In our multi-disciplinary experimental research, dental personnel identified eligible attendees, and the intervention was performed by a psychologist working at the same general dental clinic. While the inclusion of psychologists in primary care environments has become more common [59] this has not been adopted widely in dentistry, except with the treatment of patients with dental phobia in specialist clinics [59, 60]. Due to the positive health benefits that can be achieved by adjusting oral health behaviors, eliminating the structural barriers of the health system (such as lack of insurance support, dentist inaccessibility, and high cost of service) it is recommended that policies be put in place that facilitate increasing insurance coverage and the general accessibility to oral health care. The development of education programs, especially among hospital staff, that emphasize oral hygiene are worthy of further investigation.

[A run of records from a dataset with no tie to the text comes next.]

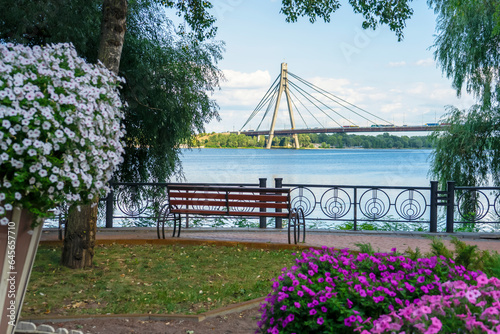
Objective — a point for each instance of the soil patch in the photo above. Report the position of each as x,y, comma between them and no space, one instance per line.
244,322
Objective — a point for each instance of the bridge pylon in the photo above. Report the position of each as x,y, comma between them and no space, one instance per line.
283,87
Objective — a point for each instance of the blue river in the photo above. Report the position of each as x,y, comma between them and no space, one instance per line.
374,167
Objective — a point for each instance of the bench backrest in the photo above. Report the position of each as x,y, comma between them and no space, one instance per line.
232,201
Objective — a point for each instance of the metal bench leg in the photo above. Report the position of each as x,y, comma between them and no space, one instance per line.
289,227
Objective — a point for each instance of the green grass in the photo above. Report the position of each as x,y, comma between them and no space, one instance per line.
154,279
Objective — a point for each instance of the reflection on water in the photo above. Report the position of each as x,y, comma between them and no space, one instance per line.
335,166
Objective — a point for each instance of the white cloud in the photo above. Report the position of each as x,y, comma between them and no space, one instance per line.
425,62
397,64
237,79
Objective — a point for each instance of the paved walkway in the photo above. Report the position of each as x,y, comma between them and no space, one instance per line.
383,241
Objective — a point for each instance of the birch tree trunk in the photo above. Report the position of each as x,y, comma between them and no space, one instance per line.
79,240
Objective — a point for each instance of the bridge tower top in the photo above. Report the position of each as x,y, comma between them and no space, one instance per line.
283,87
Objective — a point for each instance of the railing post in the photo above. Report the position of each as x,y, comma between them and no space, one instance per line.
278,183
263,220
109,206
450,207
355,227
433,207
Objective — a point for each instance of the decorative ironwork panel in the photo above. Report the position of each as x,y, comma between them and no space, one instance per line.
410,204
335,203
374,203
473,205
304,199
137,201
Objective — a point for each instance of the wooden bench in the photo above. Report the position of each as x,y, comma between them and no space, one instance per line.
203,200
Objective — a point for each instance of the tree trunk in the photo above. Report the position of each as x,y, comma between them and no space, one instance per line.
79,237
79,240
113,25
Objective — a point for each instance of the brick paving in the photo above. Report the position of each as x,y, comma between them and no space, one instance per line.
383,241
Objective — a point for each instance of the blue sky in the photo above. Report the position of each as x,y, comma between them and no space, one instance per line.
398,81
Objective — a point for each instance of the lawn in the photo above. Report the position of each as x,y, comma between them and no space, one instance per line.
155,279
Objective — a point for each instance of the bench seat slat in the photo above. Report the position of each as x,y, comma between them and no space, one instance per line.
230,189
231,213
231,204
249,197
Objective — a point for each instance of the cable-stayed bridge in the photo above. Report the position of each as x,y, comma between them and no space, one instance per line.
299,92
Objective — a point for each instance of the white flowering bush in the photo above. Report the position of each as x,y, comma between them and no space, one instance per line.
60,128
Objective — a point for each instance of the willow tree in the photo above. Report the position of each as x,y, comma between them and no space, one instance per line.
467,47
168,78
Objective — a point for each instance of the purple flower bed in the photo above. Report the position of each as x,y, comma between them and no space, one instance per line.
331,291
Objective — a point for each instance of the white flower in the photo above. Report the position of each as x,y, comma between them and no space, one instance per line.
84,98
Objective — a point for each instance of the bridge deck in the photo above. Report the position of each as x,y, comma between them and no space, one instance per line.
342,130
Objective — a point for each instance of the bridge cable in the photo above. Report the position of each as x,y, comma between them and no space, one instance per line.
262,102
322,91
299,88
269,106
297,110
310,113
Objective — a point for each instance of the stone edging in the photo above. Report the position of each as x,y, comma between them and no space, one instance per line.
27,326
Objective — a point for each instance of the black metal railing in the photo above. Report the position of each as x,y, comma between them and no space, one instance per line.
427,207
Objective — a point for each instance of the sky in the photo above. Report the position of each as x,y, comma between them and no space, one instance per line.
396,81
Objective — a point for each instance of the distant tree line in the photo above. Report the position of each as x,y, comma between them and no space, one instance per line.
337,140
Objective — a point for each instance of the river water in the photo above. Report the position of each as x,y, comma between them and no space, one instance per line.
374,167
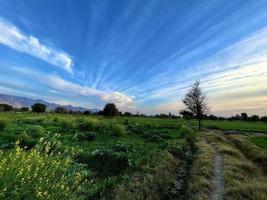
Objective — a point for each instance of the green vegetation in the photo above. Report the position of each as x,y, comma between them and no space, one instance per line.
233,125
260,142
75,156
110,154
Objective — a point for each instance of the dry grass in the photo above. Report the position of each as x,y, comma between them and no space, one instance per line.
251,151
155,183
243,179
200,183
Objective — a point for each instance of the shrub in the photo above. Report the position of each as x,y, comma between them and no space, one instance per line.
36,131
105,162
67,125
155,138
88,136
32,120
135,128
88,125
26,140
2,125
117,130
187,133
37,174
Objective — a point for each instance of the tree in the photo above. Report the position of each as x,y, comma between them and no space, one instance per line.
24,109
110,110
264,119
38,107
61,110
195,101
127,114
5,107
87,112
186,114
244,116
254,118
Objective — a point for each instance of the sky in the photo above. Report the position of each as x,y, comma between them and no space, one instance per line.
141,55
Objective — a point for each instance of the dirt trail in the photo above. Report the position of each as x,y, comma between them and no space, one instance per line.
217,182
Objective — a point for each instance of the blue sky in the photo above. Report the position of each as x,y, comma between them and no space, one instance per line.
142,55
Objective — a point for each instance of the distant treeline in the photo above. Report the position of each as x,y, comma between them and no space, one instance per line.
241,117
110,109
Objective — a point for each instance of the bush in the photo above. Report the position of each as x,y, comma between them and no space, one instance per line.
2,125
187,133
37,174
26,140
36,131
67,125
88,125
117,130
105,162
89,136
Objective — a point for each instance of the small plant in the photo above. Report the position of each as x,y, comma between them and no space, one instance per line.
118,130
2,125
107,162
88,136
36,131
187,133
88,125
67,125
39,174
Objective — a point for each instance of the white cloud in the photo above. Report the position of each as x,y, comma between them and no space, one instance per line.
14,38
120,99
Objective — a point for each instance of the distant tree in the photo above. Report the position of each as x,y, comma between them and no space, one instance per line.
186,114
212,117
5,107
38,107
221,118
127,114
87,112
244,116
61,110
195,101
254,118
264,119
24,109
110,110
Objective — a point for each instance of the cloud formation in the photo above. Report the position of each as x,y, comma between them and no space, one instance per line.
14,38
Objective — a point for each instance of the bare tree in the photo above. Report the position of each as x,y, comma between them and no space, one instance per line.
195,101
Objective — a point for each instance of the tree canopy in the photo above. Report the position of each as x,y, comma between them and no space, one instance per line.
195,101
38,107
110,109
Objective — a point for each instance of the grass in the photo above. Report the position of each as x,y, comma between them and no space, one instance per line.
260,142
233,125
201,173
113,152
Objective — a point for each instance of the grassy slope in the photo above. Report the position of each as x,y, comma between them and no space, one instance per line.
244,167
149,159
234,125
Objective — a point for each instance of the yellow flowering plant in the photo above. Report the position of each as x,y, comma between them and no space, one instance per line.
42,172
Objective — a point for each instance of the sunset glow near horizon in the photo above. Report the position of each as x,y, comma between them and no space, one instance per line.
141,55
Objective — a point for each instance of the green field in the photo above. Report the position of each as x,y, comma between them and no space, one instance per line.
63,156
106,152
233,125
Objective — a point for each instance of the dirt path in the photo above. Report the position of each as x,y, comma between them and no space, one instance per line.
217,182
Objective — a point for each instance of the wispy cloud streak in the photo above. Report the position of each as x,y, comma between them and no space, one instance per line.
14,38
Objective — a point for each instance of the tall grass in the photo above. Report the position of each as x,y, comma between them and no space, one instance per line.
39,173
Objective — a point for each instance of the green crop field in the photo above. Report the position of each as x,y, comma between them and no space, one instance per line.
104,153
233,125
63,156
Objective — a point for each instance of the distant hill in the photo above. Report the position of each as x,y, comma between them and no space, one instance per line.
17,101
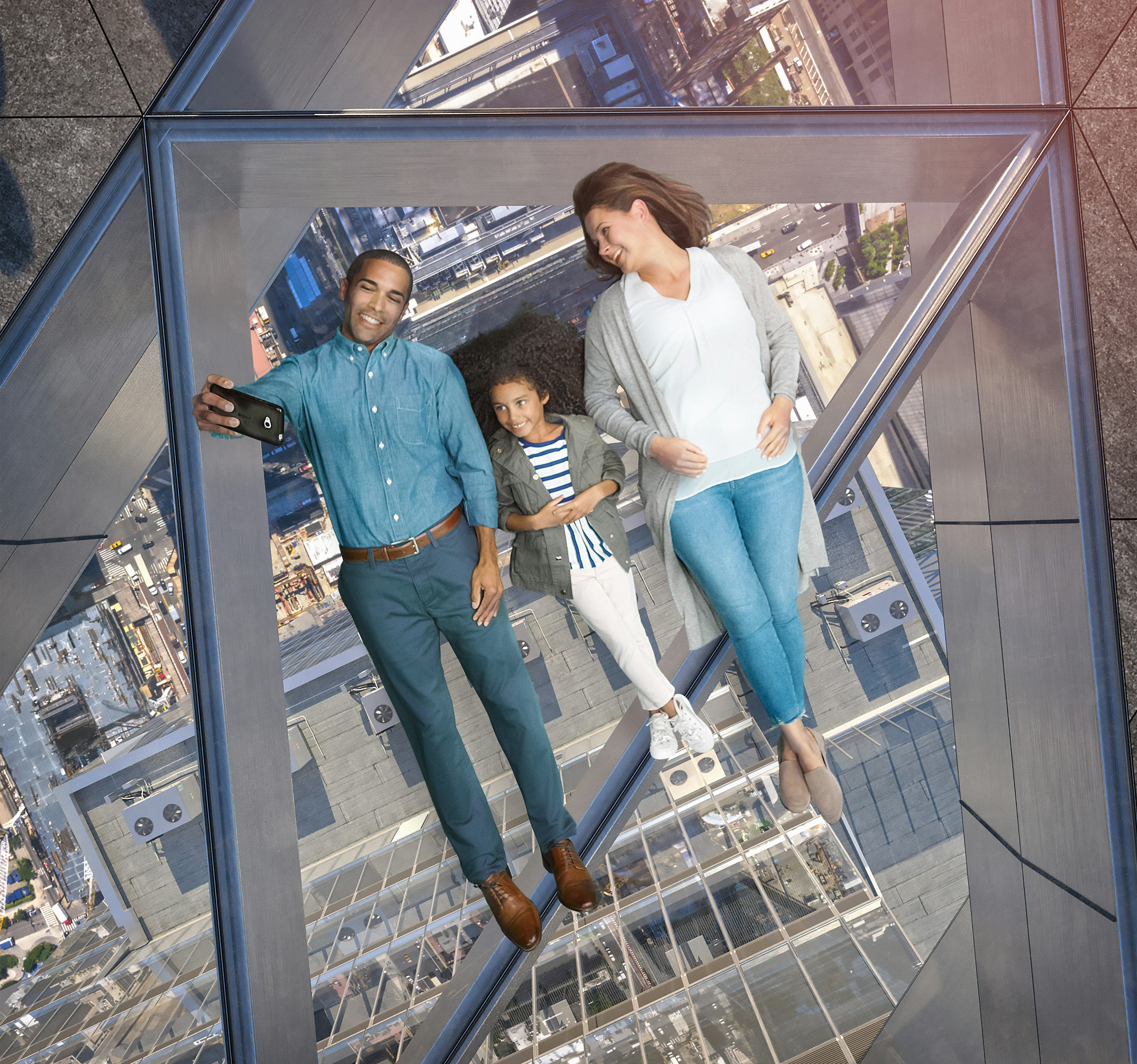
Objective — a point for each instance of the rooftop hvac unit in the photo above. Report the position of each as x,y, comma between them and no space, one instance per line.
381,714
692,774
299,753
164,811
528,646
876,610
847,499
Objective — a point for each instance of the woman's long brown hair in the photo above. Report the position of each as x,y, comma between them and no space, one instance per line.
682,214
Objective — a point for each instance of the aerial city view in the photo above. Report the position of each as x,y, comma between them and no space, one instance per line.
99,790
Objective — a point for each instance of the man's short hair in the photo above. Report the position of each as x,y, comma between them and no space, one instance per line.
384,256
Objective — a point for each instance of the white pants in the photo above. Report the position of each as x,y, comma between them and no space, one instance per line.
605,597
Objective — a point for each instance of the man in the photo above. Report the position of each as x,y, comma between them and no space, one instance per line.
388,428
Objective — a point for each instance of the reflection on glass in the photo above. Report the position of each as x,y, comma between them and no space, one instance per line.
602,967
670,1033
694,923
727,1019
651,954
669,848
847,987
791,1012
741,904
786,883
619,1043
886,947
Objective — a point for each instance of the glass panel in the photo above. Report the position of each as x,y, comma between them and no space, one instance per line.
651,953
670,1033
656,55
727,1019
602,967
619,1043
886,947
694,923
791,1012
742,908
847,987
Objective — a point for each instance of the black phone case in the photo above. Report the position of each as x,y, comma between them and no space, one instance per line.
260,420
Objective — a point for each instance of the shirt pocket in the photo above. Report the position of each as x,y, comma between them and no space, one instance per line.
409,417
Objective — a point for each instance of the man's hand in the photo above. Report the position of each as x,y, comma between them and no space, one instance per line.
486,588
678,455
210,410
774,428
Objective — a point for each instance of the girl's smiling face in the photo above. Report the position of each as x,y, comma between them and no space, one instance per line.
519,407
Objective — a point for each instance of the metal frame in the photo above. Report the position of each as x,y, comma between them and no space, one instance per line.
173,149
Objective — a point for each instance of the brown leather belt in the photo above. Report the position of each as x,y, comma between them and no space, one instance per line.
404,548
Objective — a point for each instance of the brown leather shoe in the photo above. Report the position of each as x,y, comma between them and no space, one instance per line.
513,911
576,888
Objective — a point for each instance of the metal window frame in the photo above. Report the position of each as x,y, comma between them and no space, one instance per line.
834,452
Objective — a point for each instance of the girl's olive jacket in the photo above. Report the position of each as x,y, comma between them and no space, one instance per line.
540,557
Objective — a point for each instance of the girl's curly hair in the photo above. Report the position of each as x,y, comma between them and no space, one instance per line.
534,347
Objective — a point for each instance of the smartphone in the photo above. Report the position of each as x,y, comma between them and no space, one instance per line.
260,420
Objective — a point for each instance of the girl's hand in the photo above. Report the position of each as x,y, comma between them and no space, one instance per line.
582,506
774,428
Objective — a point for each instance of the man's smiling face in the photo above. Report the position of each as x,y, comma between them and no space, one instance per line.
375,302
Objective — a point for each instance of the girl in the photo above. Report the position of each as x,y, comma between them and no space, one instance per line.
558,488
709,362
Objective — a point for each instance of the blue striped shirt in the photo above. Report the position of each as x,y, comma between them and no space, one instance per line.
551,461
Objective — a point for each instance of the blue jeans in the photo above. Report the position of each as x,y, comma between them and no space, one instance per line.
739,541
399,607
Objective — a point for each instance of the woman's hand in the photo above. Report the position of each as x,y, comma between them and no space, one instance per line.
679,456
774,428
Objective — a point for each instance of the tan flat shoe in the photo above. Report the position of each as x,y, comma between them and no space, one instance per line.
825,790
792,786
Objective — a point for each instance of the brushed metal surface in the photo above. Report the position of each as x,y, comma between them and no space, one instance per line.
1075,955
1003,946
916,31
1052,704
727,156
255,872
71,372
268,237
937,1020
278,56
1020,367
373,63
992,52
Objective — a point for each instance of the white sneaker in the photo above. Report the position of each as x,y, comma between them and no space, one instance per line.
688,728
664,745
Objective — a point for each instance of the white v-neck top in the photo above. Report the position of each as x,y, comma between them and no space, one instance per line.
703,353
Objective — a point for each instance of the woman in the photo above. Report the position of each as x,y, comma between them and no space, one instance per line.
558,485
709,363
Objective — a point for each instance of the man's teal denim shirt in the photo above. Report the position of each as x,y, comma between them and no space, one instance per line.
391,436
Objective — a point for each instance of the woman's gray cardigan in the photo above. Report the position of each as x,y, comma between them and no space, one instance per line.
612,359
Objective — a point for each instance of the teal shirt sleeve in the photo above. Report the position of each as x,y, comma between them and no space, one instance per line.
469,457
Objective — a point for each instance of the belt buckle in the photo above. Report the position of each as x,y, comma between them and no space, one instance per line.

The strengths of this study include the application of the theory-based model in the study and the provision of an intervention for hospital staff that considered multiple oral health-related behaviors. Limitations include participant self-reporting and the potential for social desirability bias which may have seen an overestimation of positive health behaviors reported in some parts of the survey. To reduce and minimize this bias, the anonymous questionnaires were used. With few previous studies completed in this area comparison was difficult. The lack of comprehensive focus on broader contextual factors is also a limitation of using the TPB as a framework. The limited follow-up post intervention means the positive results shown with regard to oral health behavior may not have been sustained beyond the 2 month follow-up period. Also, DMFT and PSI are not the ideal dental measures in interventional studies due to low capacity to discriminate the conditions between groups and over time.

Conclusion

Our findings clarify the positive effect of education on enhancing the attitude, subjective norms, perceived behavioral control, intention, and the behavior of hospital staff. The results of the present study highlight that developing and applying an educational intervention informed by the TPB framework can lead to significant changes in the knowledge, attitudes, and performance of staff regarding preventive measures for tooth decay. Policymakers and oral health educators must make the most of opportunities to develop behavioral model interventions to influence oral/dental health. Providing support to hospital staff to be conscious of the importance of performance-based healthy behaviors is recommended. This can enhance the effectiveness of the oral health educational intervention and potentially improve preventive behaviors. Our findings support other studies showing that the application of well-designed models such as the TPB and appropriate educational programs in the hospital ward setting may help to improve healthier dental/oral behaviors. To have more impact and to increase sustainability oral health education programs must be combined with regular community based oral health initiatives.